The possible connection is proposed by Joanne Tobacman, M.D., University of Iowa assistant professor (clinical) of internal medicine, who reviewed 30 years of research about the enzyme and chemicals it normally metabolizes, or processes for use by the body. Tobacman's opinion article appears in the June 6 issue of CHEST: The Cardiopulmonary and Critical Care Journal of the American College of Chest Physicians.
"The CFTR gene is mutated in people with CF but the observed manifestations of the disease have not been fully explained by that genetic change," Tobacman said. "Mutations in the CFTR gene might reduce the arylsulfatase B activity."
The CFTR defect is known to alter a protein, causing problems in cellular channels that normally regulate salt and water secretions. The defective CFTR protein also affects other cellular processes. The first CFTR gene discovery was made in 1989. Tobacman drew on an even earlier observation by another researcher to draw a possible connection between CFTR and arylsulfatase B.
In 1970, Elizabeth Neufeld, Ph.D., formerly a researcher with the National Institutes of Health (now professor and chair of biological chemistry at the University of California at Los Angeles), found diminished sulfatase enzyme activity in the lymphoid cells lines of patients with CF.

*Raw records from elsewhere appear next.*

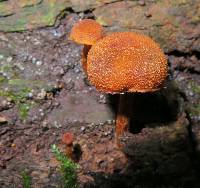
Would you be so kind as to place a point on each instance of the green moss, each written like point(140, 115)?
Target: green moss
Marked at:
point(20, 99)
point(67, 167)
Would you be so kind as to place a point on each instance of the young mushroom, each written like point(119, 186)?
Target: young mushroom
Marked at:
point(86, 32)
point(68, 139)
point(126, 62)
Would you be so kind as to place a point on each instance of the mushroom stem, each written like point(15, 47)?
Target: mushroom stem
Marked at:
point(123, 116)
point(69, 151)
point(85, 51)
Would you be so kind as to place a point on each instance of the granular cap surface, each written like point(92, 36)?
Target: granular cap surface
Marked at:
point(126, 62)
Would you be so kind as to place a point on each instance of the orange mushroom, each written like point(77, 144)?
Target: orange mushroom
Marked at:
point(68, 139)
point(126, 62)
point(86, 32)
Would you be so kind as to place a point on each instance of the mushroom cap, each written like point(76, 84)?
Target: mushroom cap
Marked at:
point(68, 138)
point(126, 62)
point(87, 32)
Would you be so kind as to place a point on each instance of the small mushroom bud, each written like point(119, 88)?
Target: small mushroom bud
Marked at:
point(68, 139)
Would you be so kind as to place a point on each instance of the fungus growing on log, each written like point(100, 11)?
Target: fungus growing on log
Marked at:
point(126, 62)
point(86, 32)
point(68, 139)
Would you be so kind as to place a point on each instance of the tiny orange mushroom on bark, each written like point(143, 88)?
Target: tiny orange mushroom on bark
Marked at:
point(126, 62)
point(68, 139)
point(86, 32)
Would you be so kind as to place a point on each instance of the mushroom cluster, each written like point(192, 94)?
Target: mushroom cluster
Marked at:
point(120, 62)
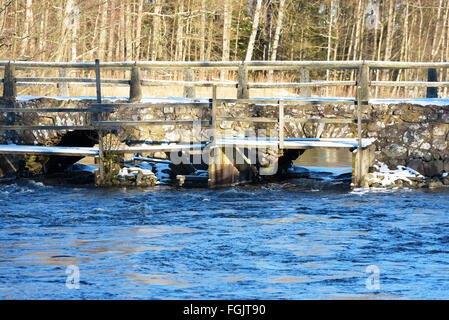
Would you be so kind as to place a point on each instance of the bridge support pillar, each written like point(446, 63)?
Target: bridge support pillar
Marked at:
point(225, 170)
point(359, 171)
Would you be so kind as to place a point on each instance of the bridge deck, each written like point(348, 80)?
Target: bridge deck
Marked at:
point(295, 143)
point(289, 143)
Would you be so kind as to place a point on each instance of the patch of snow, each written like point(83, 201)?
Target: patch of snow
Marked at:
point(416, 101)
point(386, 177)
point(84, 167)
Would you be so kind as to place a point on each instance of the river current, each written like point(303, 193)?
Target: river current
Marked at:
point(276, 241)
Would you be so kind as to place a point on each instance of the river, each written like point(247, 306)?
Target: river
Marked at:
point(272, 241)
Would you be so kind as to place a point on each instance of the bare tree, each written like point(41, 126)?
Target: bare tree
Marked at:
point(252, 39)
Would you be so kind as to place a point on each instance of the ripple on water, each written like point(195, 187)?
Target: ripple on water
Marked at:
point(274, 241)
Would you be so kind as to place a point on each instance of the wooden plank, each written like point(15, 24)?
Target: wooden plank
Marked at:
point(214, 114)
point(56, 110)
point(43, 127)
point(135, 88)
point(295, 143)
point(189, 91)
point(410, 84)
point(152, 105)
point(242, 87)
point(298, 101)
point(63, 88)
point(359, 132)
point(157, 83)
point(332, 120)
point(70, 80)
point(304, 77)
point(98, 79)
point(156, 148)
point(9, 84)
point(281, 124)
point(124, 123)
point(300, 85)
point(248, 119)
point(47, 150)
point(363, 81)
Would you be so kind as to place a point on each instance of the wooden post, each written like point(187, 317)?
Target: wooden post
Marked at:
point(432, 76)
point(97, 117)
point(189, 92)
point(63, 87)
point(214, 113)
point(304, 76)
point(242, 88)
point(9, 82)
point(135, 86)
point(281, 124)
point(361, 162)
point(98, 79)
point(363, 82)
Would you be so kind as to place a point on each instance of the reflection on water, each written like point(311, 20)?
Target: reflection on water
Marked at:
point(265, 242)
point(320, 157)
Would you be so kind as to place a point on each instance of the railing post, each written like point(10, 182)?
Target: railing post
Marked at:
point(97, 117)
point(135, 86)
point(304, 76)
point(281, 124)
point(9, 82)
point(432, 76)
point(363, 82)
point(189, 92)
point(359, 134)
point(214, 113)
point(242, 88)
point(63, 87)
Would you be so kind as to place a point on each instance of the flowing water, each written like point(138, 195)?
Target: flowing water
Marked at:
point(274, 241)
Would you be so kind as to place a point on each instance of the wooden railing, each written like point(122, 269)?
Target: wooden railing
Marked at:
point(361, 69)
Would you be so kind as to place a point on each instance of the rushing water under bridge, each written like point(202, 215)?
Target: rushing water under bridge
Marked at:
point(223, 166)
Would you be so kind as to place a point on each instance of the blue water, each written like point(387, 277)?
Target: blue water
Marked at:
point(266, 242)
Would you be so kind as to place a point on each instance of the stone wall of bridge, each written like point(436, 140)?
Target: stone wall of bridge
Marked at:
point(406, 134)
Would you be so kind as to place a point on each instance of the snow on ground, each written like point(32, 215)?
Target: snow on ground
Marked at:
point(79, 167)
point(385, 177)
point(159, 169)
point(418, 101)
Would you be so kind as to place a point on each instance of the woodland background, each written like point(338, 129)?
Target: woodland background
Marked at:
point(213, 30)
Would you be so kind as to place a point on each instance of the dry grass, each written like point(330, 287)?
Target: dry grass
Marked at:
point(223, 92)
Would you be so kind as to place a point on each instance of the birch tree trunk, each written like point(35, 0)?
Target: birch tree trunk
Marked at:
point(203, 31)
point(227, 19)
point(252, 38)
point(180, 32)
point(103, 28)
point(277, 32)
point(156, 30)
point(27, 26)
point(139, 28)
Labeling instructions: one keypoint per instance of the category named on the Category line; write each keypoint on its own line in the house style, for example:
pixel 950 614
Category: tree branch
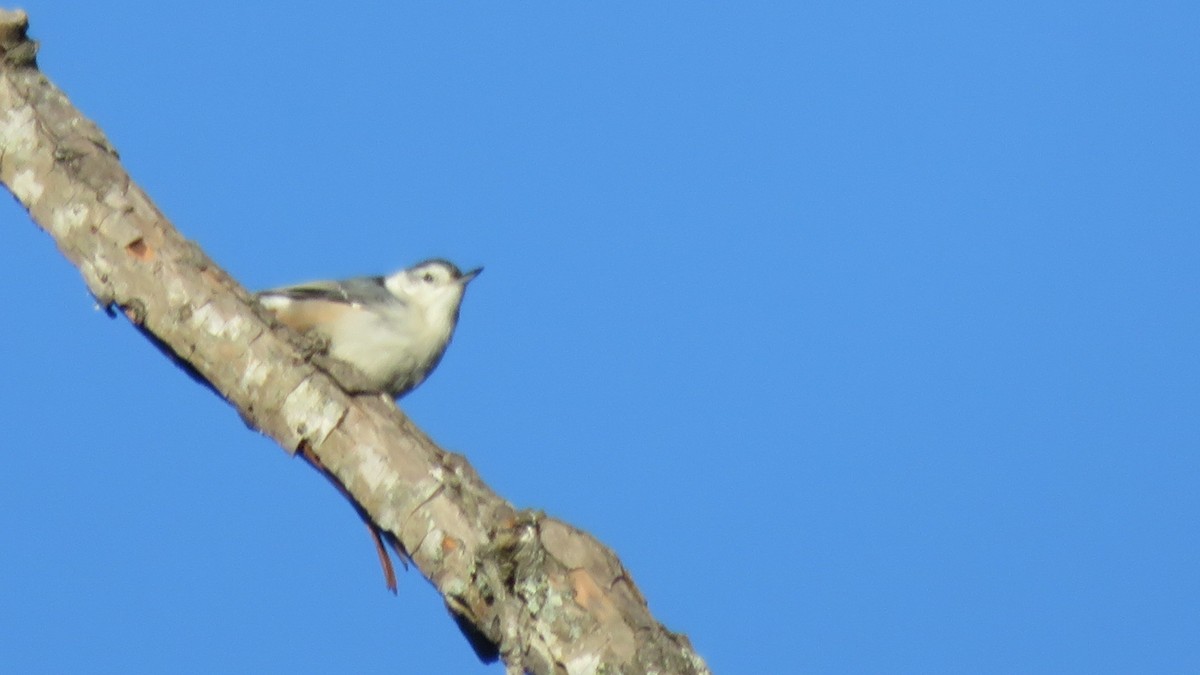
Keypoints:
pixel 545 596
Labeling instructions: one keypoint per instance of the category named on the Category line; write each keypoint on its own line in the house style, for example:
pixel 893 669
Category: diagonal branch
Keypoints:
pixel 546 597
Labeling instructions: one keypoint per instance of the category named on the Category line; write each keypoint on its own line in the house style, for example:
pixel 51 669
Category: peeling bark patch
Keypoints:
pixel 27 187
pixel 139 250
pixel 64 221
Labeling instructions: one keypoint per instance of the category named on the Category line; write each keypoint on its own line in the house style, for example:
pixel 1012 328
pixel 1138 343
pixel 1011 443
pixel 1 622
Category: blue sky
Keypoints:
pixel 865 333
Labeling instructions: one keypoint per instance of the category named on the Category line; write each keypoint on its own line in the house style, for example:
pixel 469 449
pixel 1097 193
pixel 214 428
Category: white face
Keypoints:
pixel 433 285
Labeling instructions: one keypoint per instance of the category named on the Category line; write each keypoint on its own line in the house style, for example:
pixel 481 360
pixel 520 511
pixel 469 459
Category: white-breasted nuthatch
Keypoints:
pixel 394 329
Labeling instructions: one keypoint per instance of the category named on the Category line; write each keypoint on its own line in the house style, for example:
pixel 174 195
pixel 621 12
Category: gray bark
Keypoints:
pixel 544 596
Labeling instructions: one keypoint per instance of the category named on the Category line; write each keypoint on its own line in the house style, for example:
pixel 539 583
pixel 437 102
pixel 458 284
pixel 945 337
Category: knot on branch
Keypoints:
pixel 16 48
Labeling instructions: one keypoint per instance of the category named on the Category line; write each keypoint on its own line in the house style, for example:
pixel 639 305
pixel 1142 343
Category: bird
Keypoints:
pixel 393 329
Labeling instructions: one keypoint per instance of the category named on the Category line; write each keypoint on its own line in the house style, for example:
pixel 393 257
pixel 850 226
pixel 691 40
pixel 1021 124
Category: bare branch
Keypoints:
pixel 545 596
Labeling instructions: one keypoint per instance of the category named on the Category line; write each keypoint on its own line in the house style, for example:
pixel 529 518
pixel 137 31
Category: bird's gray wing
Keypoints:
pixel 360 290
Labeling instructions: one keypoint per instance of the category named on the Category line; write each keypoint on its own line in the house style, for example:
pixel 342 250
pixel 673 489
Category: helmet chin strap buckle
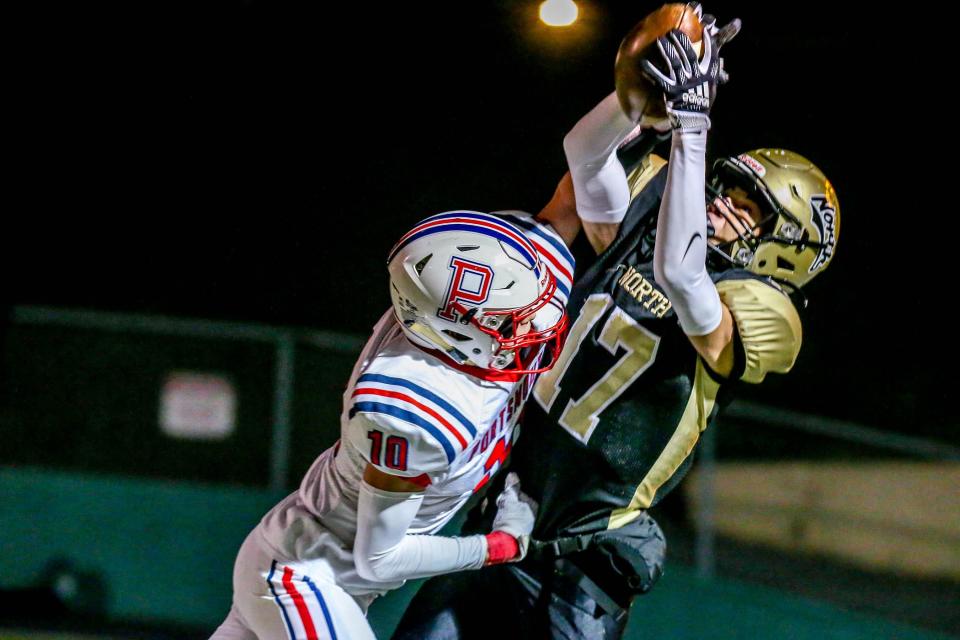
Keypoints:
pixel 744 256
pixel 503 360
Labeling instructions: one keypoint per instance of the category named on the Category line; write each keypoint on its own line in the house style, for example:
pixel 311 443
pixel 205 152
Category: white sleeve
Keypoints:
pixel 599 182
pixel 680 251
pixel 384 552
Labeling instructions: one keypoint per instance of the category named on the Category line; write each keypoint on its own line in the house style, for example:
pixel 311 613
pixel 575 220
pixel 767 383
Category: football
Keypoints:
pixel 638 96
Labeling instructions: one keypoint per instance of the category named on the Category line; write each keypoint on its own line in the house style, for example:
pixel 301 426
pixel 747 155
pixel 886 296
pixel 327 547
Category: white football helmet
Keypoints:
pixel 462 281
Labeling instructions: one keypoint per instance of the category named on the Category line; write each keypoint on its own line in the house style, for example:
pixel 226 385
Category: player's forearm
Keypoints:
pixel 599 181
pixel 681 245
pixel 384 552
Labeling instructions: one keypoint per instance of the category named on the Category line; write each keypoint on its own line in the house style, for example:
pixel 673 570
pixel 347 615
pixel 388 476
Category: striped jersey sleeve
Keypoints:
pixel 403 428
pixel 553 251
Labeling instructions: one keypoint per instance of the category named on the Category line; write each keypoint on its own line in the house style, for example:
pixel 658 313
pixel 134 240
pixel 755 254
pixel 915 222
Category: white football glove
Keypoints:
pixel 516 512
pixel 690 82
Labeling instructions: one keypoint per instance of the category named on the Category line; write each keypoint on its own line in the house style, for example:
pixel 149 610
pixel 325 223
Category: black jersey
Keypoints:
pixel 612 426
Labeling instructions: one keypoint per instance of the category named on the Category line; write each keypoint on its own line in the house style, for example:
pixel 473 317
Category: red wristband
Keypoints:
pixel 501 547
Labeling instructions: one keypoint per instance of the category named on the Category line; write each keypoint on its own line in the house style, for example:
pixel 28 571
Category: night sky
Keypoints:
pixel 255 162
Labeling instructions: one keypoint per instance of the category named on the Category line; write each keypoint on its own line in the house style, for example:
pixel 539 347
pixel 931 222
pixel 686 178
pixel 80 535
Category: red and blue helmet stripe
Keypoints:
pixel 474 222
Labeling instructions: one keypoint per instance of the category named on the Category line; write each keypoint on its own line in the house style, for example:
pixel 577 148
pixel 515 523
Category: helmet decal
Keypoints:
pixel 823 215
pixel 469 283
pixel 752 165
pixel 474 222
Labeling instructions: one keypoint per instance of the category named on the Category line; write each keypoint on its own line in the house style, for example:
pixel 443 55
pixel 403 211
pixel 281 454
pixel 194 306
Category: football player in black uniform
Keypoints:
pixel 684 300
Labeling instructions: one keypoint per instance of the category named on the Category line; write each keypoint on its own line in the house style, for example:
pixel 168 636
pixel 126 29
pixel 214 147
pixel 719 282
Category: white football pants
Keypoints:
pixel 273 600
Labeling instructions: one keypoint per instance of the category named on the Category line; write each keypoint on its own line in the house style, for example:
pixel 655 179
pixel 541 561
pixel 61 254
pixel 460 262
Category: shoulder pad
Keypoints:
pixel 404 428
pixel 768 324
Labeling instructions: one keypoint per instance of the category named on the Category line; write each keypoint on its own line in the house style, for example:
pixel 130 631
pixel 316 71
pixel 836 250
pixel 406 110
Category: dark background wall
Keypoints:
pixel 255 161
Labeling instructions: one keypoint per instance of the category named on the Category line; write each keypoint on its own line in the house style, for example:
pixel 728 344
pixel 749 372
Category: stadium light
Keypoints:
pixel 558 13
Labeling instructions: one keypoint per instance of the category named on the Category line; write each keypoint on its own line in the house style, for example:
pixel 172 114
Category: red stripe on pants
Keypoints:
pixel 305 617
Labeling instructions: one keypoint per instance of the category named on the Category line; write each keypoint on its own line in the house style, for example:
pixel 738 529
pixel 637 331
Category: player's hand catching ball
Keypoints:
pixel 689 81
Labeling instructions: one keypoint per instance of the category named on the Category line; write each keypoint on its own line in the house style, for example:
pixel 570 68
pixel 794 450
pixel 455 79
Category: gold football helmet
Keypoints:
pixel 798 235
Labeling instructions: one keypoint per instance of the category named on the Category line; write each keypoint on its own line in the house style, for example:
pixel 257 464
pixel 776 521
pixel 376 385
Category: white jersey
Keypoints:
pixel 408 413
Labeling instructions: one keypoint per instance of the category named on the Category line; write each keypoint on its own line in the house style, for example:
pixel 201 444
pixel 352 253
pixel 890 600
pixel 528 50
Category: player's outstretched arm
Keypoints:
pixel 561 212
pixel 599 182
pixel 681 247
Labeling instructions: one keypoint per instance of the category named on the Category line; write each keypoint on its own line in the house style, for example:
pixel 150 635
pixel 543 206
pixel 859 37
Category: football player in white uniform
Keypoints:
pixel 428 417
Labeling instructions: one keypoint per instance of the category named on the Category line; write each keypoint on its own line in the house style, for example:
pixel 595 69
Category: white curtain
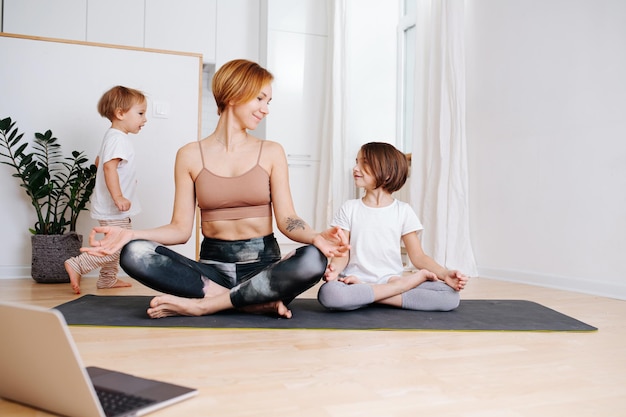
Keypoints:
pixel 439 184
pixel 333 188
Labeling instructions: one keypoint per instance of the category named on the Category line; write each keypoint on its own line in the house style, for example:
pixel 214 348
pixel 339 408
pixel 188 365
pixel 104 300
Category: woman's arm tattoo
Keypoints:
pixel 293 224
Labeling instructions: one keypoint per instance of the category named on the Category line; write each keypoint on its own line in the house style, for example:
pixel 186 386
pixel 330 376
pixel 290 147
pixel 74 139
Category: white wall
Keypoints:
pixel 371 83
pixel 546 129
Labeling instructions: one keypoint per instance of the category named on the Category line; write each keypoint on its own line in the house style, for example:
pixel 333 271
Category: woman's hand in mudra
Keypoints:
pixel 114 240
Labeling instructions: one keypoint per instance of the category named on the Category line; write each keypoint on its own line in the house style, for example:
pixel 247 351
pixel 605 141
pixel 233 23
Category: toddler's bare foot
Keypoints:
pixel 74 277
pixel 117 284
pixel 273 307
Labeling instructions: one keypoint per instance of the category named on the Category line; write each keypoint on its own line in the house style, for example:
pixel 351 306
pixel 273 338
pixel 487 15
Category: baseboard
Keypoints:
pixel 13 272
pixel 582 285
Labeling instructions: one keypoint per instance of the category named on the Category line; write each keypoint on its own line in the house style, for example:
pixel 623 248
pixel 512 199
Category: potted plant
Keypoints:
pixel 59 189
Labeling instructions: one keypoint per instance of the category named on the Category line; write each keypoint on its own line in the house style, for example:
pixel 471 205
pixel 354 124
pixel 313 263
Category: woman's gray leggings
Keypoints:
pixel 251 269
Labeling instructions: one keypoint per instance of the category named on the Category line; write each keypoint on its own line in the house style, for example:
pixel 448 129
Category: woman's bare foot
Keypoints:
pixel 74 277
pixel 170 305
pixel 456 282
pixel 118 284
pixel 273 307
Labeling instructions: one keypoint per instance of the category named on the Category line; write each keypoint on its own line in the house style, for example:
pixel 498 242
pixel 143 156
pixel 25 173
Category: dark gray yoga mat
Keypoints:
pixel 486 315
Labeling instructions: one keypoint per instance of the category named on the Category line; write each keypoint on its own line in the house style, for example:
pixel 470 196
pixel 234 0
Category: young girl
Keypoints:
pixel 114 200
pixel 375 226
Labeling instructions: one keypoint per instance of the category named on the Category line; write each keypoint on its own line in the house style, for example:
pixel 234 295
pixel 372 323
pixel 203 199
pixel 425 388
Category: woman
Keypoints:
pixel 238 181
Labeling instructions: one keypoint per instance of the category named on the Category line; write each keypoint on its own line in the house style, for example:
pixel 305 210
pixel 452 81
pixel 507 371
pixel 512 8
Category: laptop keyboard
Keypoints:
pixel 118 403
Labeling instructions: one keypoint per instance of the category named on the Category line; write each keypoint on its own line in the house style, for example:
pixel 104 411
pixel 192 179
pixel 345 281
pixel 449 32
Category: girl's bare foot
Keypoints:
pixel 117 284
pixel 74 277
pixel 273 307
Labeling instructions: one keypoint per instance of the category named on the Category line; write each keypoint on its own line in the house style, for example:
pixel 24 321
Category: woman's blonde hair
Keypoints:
pixel 238 81
pixel 119 98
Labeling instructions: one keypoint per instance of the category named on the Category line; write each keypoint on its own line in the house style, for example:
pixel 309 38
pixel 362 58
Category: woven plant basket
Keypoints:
pixel 49 255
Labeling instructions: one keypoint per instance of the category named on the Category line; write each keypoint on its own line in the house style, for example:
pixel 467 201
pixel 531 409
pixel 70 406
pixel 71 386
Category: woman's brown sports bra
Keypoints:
pixel 233 198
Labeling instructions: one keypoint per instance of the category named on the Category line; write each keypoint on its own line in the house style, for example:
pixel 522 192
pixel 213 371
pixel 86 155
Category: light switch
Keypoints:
pixel 161 109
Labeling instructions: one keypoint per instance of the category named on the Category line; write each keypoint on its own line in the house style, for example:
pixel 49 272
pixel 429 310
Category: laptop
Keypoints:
pixel 40 367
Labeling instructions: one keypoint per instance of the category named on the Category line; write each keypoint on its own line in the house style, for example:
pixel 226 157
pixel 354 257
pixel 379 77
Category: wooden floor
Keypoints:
pixel 319 373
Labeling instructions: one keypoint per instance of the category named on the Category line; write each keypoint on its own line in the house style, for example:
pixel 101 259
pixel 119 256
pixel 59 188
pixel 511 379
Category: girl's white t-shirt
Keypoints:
pixel 375 238
pixel 116 144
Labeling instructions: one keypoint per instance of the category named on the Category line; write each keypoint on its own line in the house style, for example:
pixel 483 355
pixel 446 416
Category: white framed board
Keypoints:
pixel 55 84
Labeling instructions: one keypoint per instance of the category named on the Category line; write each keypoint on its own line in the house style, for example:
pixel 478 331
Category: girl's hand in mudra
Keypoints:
pixel 114 240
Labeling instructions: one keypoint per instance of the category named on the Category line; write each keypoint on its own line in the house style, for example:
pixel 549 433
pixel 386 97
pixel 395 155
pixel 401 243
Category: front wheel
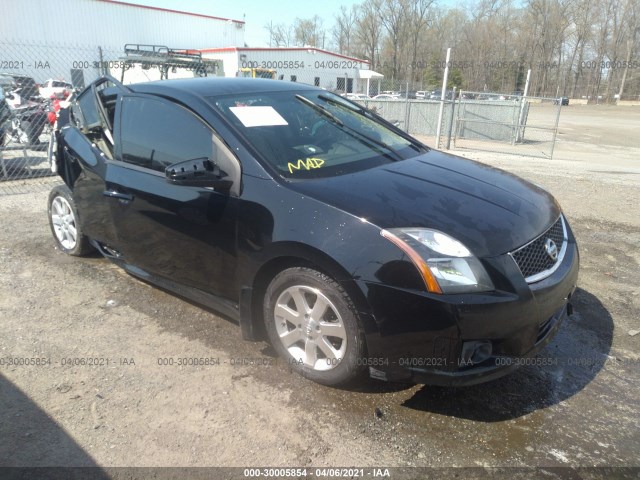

Normally, arylsulfatase B metabolizes two sugar chains called dermatan sulfate and chondroitin-4 sulfate. However, when arylsulfatase B is absent or insufficient, these substances can build up and change the characteristics of secretions.
"These sulfated glycosaminoglycans, or GAGs can accumulate, altering the properties of secretions and making it more difficult to clear them," Tobacman said. "This predisposes people with CF to chronic infection."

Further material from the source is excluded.